Willisville Preservation Foundation celebrates Historic Road Marker

The Willisville Preservation Foundation celebrated the unveiling of a Historic Road Marker honoring the history of Willisville at the intersection of Rt. 50 and Willisville Road. 

WPF worked with the Virginia Department of Historic Resources on the project and the sign was officially approved in March of this year.  Carol Lee, President of WPF, said “The sign looks beautiful, and we are proud to see our historic village publicly recognized.

“This is the latest success story of the community working together to preserve our shared history.”

In December of 2019 Willisville became the first historically African American village in Loudoun County to be listed on the National Register of Historic Places, the result of a two-year partnership between the Willisville community and the Virginia Piedmont Heritage Area Association.

Willisville’s origins predate the Civil War, originally inhabited by enslaved and free African Americans.  In 1868, residents erected the first building for education and worship, with support from Richard H. Dulany of Welbourne, the Freedmen’s Bureau, and members of the community. 

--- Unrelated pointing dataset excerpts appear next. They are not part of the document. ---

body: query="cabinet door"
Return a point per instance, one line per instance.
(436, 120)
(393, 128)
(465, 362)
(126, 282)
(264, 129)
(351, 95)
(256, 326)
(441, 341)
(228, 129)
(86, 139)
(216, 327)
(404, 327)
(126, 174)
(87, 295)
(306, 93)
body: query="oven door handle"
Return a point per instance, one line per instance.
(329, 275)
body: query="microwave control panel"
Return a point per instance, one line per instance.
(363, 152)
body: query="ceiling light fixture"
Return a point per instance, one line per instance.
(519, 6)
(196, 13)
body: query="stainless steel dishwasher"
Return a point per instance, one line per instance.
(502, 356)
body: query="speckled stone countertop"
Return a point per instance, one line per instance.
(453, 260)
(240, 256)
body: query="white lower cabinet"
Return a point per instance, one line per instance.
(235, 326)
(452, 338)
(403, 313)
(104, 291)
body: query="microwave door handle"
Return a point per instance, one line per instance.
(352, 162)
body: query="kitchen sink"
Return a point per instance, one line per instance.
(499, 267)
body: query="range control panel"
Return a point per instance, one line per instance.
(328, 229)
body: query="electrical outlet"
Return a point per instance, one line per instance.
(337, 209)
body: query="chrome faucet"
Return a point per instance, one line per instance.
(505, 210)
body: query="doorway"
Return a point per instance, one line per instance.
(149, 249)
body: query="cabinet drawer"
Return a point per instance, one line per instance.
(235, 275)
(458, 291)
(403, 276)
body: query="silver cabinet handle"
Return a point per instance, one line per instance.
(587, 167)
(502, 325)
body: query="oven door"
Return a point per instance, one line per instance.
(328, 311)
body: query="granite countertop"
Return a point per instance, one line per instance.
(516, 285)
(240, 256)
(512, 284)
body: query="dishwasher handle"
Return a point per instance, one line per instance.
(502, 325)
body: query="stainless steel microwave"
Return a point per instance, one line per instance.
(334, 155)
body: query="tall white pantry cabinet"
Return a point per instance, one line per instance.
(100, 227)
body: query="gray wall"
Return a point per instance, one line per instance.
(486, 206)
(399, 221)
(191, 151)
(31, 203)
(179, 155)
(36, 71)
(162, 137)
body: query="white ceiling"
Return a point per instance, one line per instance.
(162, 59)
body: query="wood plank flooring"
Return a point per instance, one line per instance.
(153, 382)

The village was later named after resident Henson Willis, the first person to be buried in the Old Willisville Cemetery (1873).  The Willisville Historic District includes the school (built in 1921 after the original building burned), Willisville Store (1922-24), and Willisville Chapel (1924).


WPF advocates for the Willisville community, and the preservation of its heritage and historic character.  They also maintain the village cemeteries and hold events throughout the year to celebrate their history and raise funds for their mission.  Upcoming events include an “Afternoon Tea” at Trinity Church this fall and participation in the Middleburg Christmas Parade.